Desperate times call for desperate measures. In this blog I will give out my recipe for blintzes, and even some instruction for making them. This is not complicated, but it’s not that easy, either, and requires some finesse and practice.
What the Russians call blitzes, the French call crepes — a super-thin, delicate pancake. They are versatile, require few ingredients and, once mastered, could be easily and quickly made. This recipe calls for some sugar, but that part could be omitted, and the blintz can be filled with savory ingredients. However, I prefer to either eat my blintzes by themselves, or roll them up with some fresh strawberries in them or just a bit of strawberry jam. I like them with a hint of sweetness. My kids like to eat them with nice schmear of sour cream rolled up inside. The fillings are only limited by your imagination . . . and, I guess the ability of the blintz to contain them. My mom, whose recipe this is, likes to fill them with home-made cottage cheese (with or without golden raisins) or with ground meat, cooked up with sautéed onions. Then she folds up the blintz around the filling, creating a small rectangular pillow, and fries them very quickly in a bit of butter, mostly to seal them closed.
These are the ingredients you’ll need to make delicious blintzes:
3 cups of flour
1 cup water
About 4 to 5 cups of milk
teaspoon of sugar
pinch of salt
Canola oil or vegetable oil
First, take a large bowl and crack an egg into it. Then add the first cup of water. Grab a whisk and whisk until frothy. Now begin adding flour, and whisking, one cup at a time.
You might have noticed that I did not include the exact amount exact of milk you need. That is because this depends on the thinness of the blintz. After you add the second cup of flour, you’ll see that the paste you’re making is too thick and lumpy. Go ahead and add a cup of milk at this point, and mix and whisk until you’ve thinned it. Now add the last cup of flour and more milk until the mixture becomes about twice as thin — much thinner than something you’d use for a pancake. Please add that teaspoon of sugar, a pinch or two of salt and pour in about a third of a cup of oil. Now mix that in, and keep on adding milk until the mixture is thin and quite liquid, as well as smooth — no lumps, please. This should be about the thickness of quality buttermilk.
Usually, at this point, I have a little bowl half filled with canola oil, and a folded paper towel. Heat up a medium to large-ish non-stick skillet. Before each blintz made, I do a quick swipe of the hot pan with an oiled paper towel, then pour in batter for the next blitz.
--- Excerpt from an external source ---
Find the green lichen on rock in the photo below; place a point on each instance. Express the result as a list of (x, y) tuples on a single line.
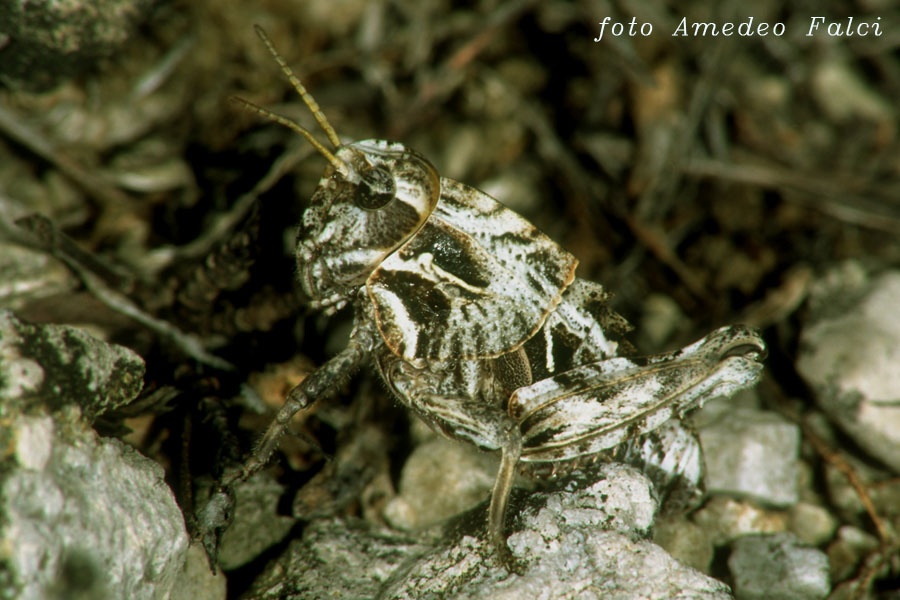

However, at the current state of the world, paper products are too precious. Maybe let’s forgo those and we will call the amount of oil a small splash.
Make sure that the pan has some oil in it, and is hot. Now take a large ladle and picking up the hot pan pour the thin batter into it. As you are pouring, tilt and rotate the pan, so that the mixture covers the entire bottom surface of the pan. If you need a little more, add some more. If you find that the batter is not spreading well, add just a touch more milk, until it is more liquid — so that it can spread out as you tilt and rotate the pan.
Make sure that the heat is on medium hot. And do not walk away. Because the first side will take a few minutes to cook up (you’ll see the edges become crispy and begin to curl a bit). Then, with your fingers, gently grab the edge of the blintz and slide a spatula underneath, then flip. Once you have flipped your blintz, the second side takes much less time.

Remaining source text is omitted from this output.